The 1909 Manifesto of Futurism proclaimed, “The world’s magnificence has been enriched by a new beauty: the beauty of speed.” The Futurists identified speed as “a fundamental aspect of modernity, but they didn’t know what would follow – no one could have foreseen the centrality of speed in our lives a hundred years later and its many expressions in the digital age,” explains Marianne Almanac, The Wolfsonian’s associate director for curatorial affairs and education.
Speed Limits explores this futurist theme, its trajectory, and its contemporary legacies, including limitations such as traffic accidents, stressful lifestyles, fast food, and environmental devastation. As Schnapp writes, “The legacies in question are multiple because speed means multiple things with respect to modern life.”
Speed Limits includes more than two hundred objects from the two institutions, and was on view at the CCA from May 20 through November 8, 2009. The idea for the exhibition grew out of an exploration of The Wolfsonian’s collection by Schnapp while he was a research consultant for the reinstallation of the permanent exhibition galleries. “In reviewing the collection, Jeffrey identified the concept of speed as an idea that ran through the collection,” says Lamonaca.

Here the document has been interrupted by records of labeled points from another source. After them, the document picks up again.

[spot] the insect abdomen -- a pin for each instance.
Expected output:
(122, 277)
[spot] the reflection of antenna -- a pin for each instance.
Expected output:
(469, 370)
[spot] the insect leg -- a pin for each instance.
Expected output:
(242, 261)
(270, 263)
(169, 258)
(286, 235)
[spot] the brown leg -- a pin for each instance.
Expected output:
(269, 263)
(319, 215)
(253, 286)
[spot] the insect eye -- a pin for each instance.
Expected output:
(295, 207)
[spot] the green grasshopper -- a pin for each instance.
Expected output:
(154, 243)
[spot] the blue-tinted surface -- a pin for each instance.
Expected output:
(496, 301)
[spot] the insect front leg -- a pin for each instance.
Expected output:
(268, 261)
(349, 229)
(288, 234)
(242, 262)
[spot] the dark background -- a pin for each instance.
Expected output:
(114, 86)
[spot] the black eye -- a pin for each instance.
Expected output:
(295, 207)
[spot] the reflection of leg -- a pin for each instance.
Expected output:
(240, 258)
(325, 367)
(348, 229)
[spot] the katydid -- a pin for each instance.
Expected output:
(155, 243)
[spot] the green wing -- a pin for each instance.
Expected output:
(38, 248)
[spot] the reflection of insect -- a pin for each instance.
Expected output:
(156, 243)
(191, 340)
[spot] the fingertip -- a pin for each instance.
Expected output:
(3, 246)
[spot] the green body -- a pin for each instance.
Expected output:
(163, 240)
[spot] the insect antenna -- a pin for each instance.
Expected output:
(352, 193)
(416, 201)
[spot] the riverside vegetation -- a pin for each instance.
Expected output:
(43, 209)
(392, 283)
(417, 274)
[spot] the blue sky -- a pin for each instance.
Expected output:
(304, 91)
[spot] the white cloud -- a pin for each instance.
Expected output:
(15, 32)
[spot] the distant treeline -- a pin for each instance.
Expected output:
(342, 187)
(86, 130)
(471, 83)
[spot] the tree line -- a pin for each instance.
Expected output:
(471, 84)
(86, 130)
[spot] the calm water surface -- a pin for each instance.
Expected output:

The exhibition, which is critical rather than commemorative in spirit, features a variety of media including posters, books, drawings, pamphlets, video installations, and objects. Located on the museum’s sixth and seventh floors, it is designed by Rene Gonzalez, principal at Rene Gonzalez Architect, in collaboration with Wolfsonian exhibition designer Richard Miltner, and it is organized in five key areas: circulation and transit; construction and the built environment; efficiency; the measurement and representation of rapid motion; and the mind/body relationship.
The accompanying exhibition catalog, also titled Speed Limits, is co-published by The Wolfsonian, the CCA, and Skira Editore, Milan and is available in The Dynamo Museum Shop. The catalog includes essays by leading international scholars, including Schnapp, and “Speed Readings,” an anthology of previously published works from the nineteenth century to the present regarding the cult of speed.